Oscars 2027 : l’Algérie mise sur le cinéma pour booster son économie c

La compétition pour les Oscars 2027 dépasse le prestige hollywoodien. Pour l’Algérie, un film primé pourrait injecter plus de 50 millions de dollars dans son secteur audiovisuel, selon des estimations de la Fédération nationale des cinéastes algériens (FNCA). Une aubaine pour les entrepreneurs locaux, mais aussi un défi pour transformer cette visibilité en opportunités concrètes.

Un enjeu économique sous-estimé

Pour les producteurs algériens, cette exposition médiatique est une porte d’entrée vers des partenariats. Kamel Cherif, réalisateur de Bab El Oued City (2021), explique : « Un Oscar, c’est un passeport pour des coproductions avec l’Europe et les États-Unis. Les investisseurs étrangers regardent d’abord les palmarès. » En 2025, le film Héliopolis (Égypte) a signé un accord avec Netflix après sa sélection à Cannes, générant 8 millions de dollars de revenus supplémentaires.

La diaspora, acteur clé des financements

Les plateformes de financement participatif, comme Ulule ou KissKissBankBank, voient déjà une hausse des projets algériens. En 2024, le documentaire Les Yeux bandés a récolté 250 000 euros en 30 jours, soit 30 millions de dinars. Un film primé aux Oscars pourrait multiplier ce montant par cinq.

Les freins à lever pour les entrepreneurs

Autre défi : la logistique. Tourner en Algérie coûte 30% moins cher qu’en France ou en Tunisie, mais les infrastructures manquent.

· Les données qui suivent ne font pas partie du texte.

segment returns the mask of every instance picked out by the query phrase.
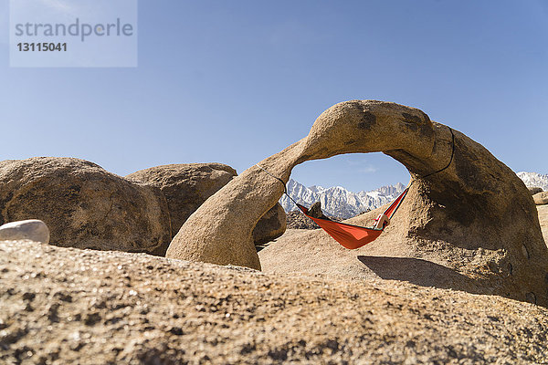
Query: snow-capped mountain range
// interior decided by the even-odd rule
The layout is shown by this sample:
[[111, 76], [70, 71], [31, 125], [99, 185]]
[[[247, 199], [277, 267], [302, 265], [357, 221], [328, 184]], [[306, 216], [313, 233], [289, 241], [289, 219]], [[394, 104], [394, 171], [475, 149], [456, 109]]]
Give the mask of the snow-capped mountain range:
[[[403, 183], [398, 182], [395, 185], [383, 186], [372, 192], [353, 193], [342, 186], [331, 188], [311, 186], [307, 188], [293, 179], [288, 182], [288, 193], [300, 204], [310, 206], [315, 202], [321, 202], [324, 214], [344, 219], [392, 202], [405, 188]], [[286, 195], [282, 196], [279, 203], [286, 212], [297, 209]]]
[[[548, 191], [548, 174], [518, 172], [517, 175], [525, 182], [526, 186], [538, 186]], [[307, 188], [293, 179], [288, 182], [288, 193], [300, 204], [310, 206], [315, 202], [321, 202], [321, 210], [324, 214], [344, 219], [392, 202], [405, 188], [403, 183], [398, 182], [395, 185], [383, 186], [371, 192], [353, 193], [342, 186], [331, 188], [311, 186]], [[297, 209], [286, 195], [281, 197], [279, 203], [286, 212]]]
[[548, 175], [538, 172], [518, 172], [517, 175], [529, 188], [539, 187], [544, 192], [548, 190]]

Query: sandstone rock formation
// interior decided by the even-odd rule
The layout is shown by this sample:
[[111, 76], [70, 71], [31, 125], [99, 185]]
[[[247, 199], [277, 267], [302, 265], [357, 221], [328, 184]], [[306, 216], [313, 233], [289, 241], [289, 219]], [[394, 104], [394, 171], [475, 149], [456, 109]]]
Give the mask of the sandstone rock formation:
[[[179, 163], [152, 167], [127, 179], [159, 188], [169, 207], [174, 236], [188, 217], [211, 195], [237, 176], [236, 170], [222, 163]], [[255, 245], [263, 245], [285, 232], [286, 215], [276, 203], [258, 221], [253, 231]], [[172, 237], [173, 238], [173, 237]]]
[[40, 219], [52, 245], [162, 255], [171, 241], [159, 189], [83, 160], [0, 162], [0, 224]]
[[286, 213], [276, 203], [260, 218], [252, 232], [255, 245], [267, 244], [284, 234], [287, 226]]
[[222, 163], [179, 163], [141, 170], [126, 179], [163, 193], [174, 235], [190, 214], [236, 175], [236, 170]]
[[6, 223], [0, 226], [0, 241], [29, 240], [47, 245], [49, 229], [38, 219]]
[[535, 193], [532, 195], [532, 200], [537, 205], [548, 204], [548, 192]]
[[548, 310], [500, 297], [25, 242], [0, 273], [3, 364], [548, 362]]
[[[453, 146], [448, 168], [422, 178], [451, 161]], [[375, 100], [337, 104], [307, 137], [258, 165], [287, 182], [292, 168], [306, 161], [374, 151], [399, 161], [415, 179], [389, 229], [378, 242], [343, 254], [332, 240], [321, 252], [294, 242], [292, 271], [337, 266], [342, 274], [360, 277], [413, 280], [548, 306], [548, 249], [523, 182], [480, 144], [421, 110]], [[283, 193], [282, 183], [264, 170], [248, 169], [209, 198], [182, 226], [167, 256], [260, 268], [251, 233]], [[346, 258], [337, 262], [336, 256]]]

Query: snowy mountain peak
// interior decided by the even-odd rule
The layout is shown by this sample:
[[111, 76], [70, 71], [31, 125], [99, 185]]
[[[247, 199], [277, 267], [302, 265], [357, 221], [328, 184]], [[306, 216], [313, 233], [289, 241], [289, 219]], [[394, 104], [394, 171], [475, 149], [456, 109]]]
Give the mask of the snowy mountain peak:
[[538, 172], [518, 172], [518, 177], [525, 182], [525, 186], [540, 187], [543, 191], [548, 191], [548, 175], [543, 175]]
[[[398, 182], [396, 185], [383, 186], [372, 192], [353, 193], [342, 186], [307, 188], [293, 179], [288, 182], [288, 193], [297, 203], [310, 206], [315, 202], [321, 202], [321, 210], [326, 214], [341, 218], [350, 218], [392, 202], [405, 188], [403, 183]], [[297, 208], [285, 195], [279, 200], [279, 203], [286, 212]]]
[[[528, 187], [538, 186], [548, 191], [548, 174], [538, 172], [518, 172], [517, 175]], [[321, 202], [321, 210], [328, 215], [340, 218], [350, 218], [368, 209], [375, 209], [395, 200], [406, 185], [401, 182], [395, 185], [380, 187], [371, 192], [353, 193], [342, 186], [324, 188], [314, 185], [307, 188], [301, 183], [290, 180], [288, 193], [299, 203], [310, 206], [315, 202]], [[297, 209], [295, 204], [283, 196], [279, 203], [286, 212]]]

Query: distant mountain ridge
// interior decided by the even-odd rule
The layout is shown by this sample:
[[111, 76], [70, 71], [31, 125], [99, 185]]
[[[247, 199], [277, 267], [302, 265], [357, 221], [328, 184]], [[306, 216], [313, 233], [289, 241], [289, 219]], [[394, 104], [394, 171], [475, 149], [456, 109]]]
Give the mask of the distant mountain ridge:
[[539, 187], [542, 188], [544, 192], [548, 191], [548, 174], [543, 175], [538, 172], [518, 172], [518, 177], [525, 182], [525, 186], [530, 187]]
[[[293, 179], [288, 182], [288, 193], [300, 204], [310, 206], [315, 202], [321, 202], [324, 214], [344, 219], [392, 202], [404, 189], [406, 186], [398, 182], [371, 192], [353, 193], [342, 186], [324, 188], [314, 185], [307, 188]], [[279, 203], [286, 212], [297, 209], [285, 195], [279, 200]]]
[[[548, 191], [548, 174], [538, 172], [518, 172], [518, 177], [528, 187], [538, 186]], [[342, 186], [324, 188], [322, 186], [306, 187], [290, 179], [288, 182], [288, 193], [300, 204], [310, 206], [315, 202], [321, 202], [324, 214], [335, 217], [348, 219], [368, 209], [375, 209], [395, 199], [406, 188], [398, 182], [395, 185], [380, 187], [371, 192], [353, 193]], [[286, 212], [291, 212], [297, 207], [285, 195], [279, 203]]]

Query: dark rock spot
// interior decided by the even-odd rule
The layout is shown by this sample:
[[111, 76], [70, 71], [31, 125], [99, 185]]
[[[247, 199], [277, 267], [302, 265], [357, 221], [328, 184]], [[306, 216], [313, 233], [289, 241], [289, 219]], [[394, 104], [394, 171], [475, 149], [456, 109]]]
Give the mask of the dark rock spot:
[[88, 313], [84, 318], [84, 324], [86, 326], [93, 326], [100, 320], [100, 315], [97, 312]]
[[529, 303], [536, 304], [536, 296], [533, 292], [527, 293], [525, 295], [525, 300], [527, 300]]
[[175, 336], [181, 336], [184, 334], [184, 332], [183, 332], [183, 328], [180, 327], [172, 327], [169, 331]]
[[27, 292], [27, 293], [23, 294], [23, 299], [24, 300], [28, 300], [28, 301], [31, 302], [31, 301], [34, 300], [34, 298], [36, 297], [36, 296], [37, 295], [35, 293]]
[[360, 130], [370, 130], [376, 124], [376, 116], [370, 111], [364, 111], [358, 128]]
[[423, 123], [423, 120], [417, 115], [413, 115], [409, 113], [402, 113], [402, 117], [404, 117], [404, 121], [406, 123], [416, 124], [420, 125]]

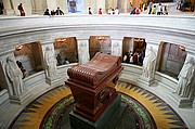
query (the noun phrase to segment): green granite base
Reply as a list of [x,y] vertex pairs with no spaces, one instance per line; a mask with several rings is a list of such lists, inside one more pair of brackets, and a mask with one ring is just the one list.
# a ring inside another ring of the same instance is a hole
[[[69,113],[69,120],[70,127],[74,129],[104,129],[107,127],[108,122],[112,122],[110,119],[118,120],[117,117],[113,118],[114,116],[118,116],[116,114],[120,114],[120,102],[121,95],[118,96],[113,101],[110,105],[105,109],[102,116],[95,121],[90,121],[80,115],[75,114],[73,111]],[[120,115],[119,115],[120,116]],[[110,128],[110,127],[109,127]]]

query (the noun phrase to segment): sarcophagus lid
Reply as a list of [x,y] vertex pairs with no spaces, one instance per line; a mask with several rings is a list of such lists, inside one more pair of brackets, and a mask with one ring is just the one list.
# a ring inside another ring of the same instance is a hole
[[[73,66],[67,70],[72,81],[82,81],[90,86],[96,86],[110,74],[121,67],[119,56],[98,52],[94,57],[84,65]],[[121,70],[121,69],[120,69]]]

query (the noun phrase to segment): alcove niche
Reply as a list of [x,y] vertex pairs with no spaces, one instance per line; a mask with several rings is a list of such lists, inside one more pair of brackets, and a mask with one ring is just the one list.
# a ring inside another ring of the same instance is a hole
[[76,37],[57,38],[54,41],[55,57],[58,65],[65,64],[65,59],[69,63],[78,62],[78,50]]
[[112,53],[112,40],[109,36],[90,36],[89,39],[90,60],[96,52]]
[[178,75],[186,59],[185,47],[160,42],[157,55],[156,69],[178,79]]
[[15,61],[23,64],[28,75],[43,69],[42,49],[39,41],[16,46],[14,56]]
[[[131,63],[135,65],[142,65],[145,57],[146,42],[144,38],[135,37],[123,37],[122,40],[122,62]],[[136,60],[135,60],[135,56]],[[125,55],[129,55],[129,59],[126,60]],[[141,59],[142,57],[142,59]],[[132,61],[130,61],[132,60]]]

Le studio Sidi Fredj (Alger) peine à accueillir des productions internationales faute de salles de post-production modernes. « Nous perdons des tournages pour des pays comme le Maroc ou la Tunisie, mieux équipés », regrette Karim Benyelles, directeur de la production chez Algerian Films.

Comment les entrepreneurs peuvent en profiter

Les plateformes de streaming algériennes (Dzire, Tiziri) pourraient aussi négocier des licences exclusives. En 2025, Salon TV a payé 1,5 million de dollars pour diffuser Papicha (France-Algérie) pendant six mois. Un film aux Oscars pourrait valoir 5 à 10 fois plus.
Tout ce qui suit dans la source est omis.